Enfin, la troisième et dernière limite que je souhaite souligner est celle de l'hébergement des demandeurs d'asile. Les centres d'accueil des demandeurs d'asile (CADA) ont une capacité de 21 410 places en 2011, nombre en progression, mais qui ne suffit pas à couvrir le besoin réel. D'autres solutions doivent être trouvées, qui prennent la forme d'hébergement d'urgence ou d'ATA, dépenses qui explosent comme mon collègue l'a souligné.

A cela s'ajoute le problème de la répartition géographique des demandeurs d'asile sur le territoire français. Des situations très différentes entre les communes sont constatées, certaines supportant la charge plus que d'autres.
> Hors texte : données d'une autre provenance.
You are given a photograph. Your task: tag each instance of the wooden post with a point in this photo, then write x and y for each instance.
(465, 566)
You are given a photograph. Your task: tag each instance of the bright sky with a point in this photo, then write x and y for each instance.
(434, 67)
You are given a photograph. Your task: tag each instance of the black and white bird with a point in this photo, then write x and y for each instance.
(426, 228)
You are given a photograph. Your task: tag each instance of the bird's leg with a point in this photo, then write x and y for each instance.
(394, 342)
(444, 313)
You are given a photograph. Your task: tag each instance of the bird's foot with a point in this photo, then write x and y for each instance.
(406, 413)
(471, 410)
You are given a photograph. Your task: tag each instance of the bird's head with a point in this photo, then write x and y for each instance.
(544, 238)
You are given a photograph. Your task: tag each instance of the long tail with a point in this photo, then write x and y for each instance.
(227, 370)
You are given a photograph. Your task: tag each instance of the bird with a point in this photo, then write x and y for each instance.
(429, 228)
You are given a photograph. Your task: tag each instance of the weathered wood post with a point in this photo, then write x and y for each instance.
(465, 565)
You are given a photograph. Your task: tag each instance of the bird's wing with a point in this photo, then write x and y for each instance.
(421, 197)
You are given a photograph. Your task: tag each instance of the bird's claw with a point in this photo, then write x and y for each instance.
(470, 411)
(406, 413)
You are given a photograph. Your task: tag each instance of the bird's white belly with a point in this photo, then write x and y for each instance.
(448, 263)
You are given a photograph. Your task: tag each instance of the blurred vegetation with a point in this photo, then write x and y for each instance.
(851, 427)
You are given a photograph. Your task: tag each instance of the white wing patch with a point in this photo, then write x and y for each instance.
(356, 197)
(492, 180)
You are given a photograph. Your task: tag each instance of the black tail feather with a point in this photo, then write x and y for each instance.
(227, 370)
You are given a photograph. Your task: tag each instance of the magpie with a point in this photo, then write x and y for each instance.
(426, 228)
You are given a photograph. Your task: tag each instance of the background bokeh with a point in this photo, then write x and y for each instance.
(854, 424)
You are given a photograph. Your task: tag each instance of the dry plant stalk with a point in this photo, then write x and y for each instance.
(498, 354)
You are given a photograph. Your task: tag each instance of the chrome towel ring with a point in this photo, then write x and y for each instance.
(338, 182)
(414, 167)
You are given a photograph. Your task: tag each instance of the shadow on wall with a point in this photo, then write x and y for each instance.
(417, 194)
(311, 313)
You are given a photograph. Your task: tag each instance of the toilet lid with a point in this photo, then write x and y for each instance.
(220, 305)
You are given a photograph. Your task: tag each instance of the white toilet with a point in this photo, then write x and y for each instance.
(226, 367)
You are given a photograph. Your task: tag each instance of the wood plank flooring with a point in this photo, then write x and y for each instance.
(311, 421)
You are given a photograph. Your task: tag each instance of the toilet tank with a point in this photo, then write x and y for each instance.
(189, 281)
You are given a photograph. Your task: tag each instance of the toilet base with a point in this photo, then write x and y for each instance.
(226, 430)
C'est pourquoi une circulaire relative au pilotage du dispositif d'hébergement d'urgence des demandeurs d'asile a été publiée le 24 mai 2011, afin d'homogénéiser les pratiques, organiser la répartition des demandeurs d'asile et rationaliser les dépenses. Un suivi précis et trimestriel de l'activité d'hébergement d'urgence est ainsi mis en oeuvre au plan régional. Encore une fois, vos rapporteurs resteront très attentifs sur cette question.

En conclusion, le constat est simple, on ne peut que saluer l'augmentation de l'enveloppe budgétaire affectée au programme 303 et surtout à son action 2. Cependant, force est de constater aussi que les crédits inscrits restent notoirement insuffisants pour apporter une réponse positive aux dossiers prioritaires que sont :

- les délais trop longs de l'instruction des dossiers de demandeurs d'asile qui varient de 130 à 150 jours à l'OFPRA pour atteindre 2 ans s'il y a un recours au CNDA. Laisser un demandeur d'asile aussi longtemps dans l'incertitude est inhumain. Malheureusement, le stock des dossiers est toujours plus important à l'OFPRA.

- l'hébergement en CADA (Centre d'Accueil des Demandeurs d'Asile), qui ne couvre pas les besoins réels. Les hébergements d'urgence se multiplient, posant de graves problèmes financiers à certaines communes et aux départements. L'ATA (Allocation Temporaire d'Attente) reste sous-budgétisée comme c'est le cas depuis plusieurs années.

Aussi, je vous propose de rejeter le projet de budget de la mission « immigration et droit d'asile ».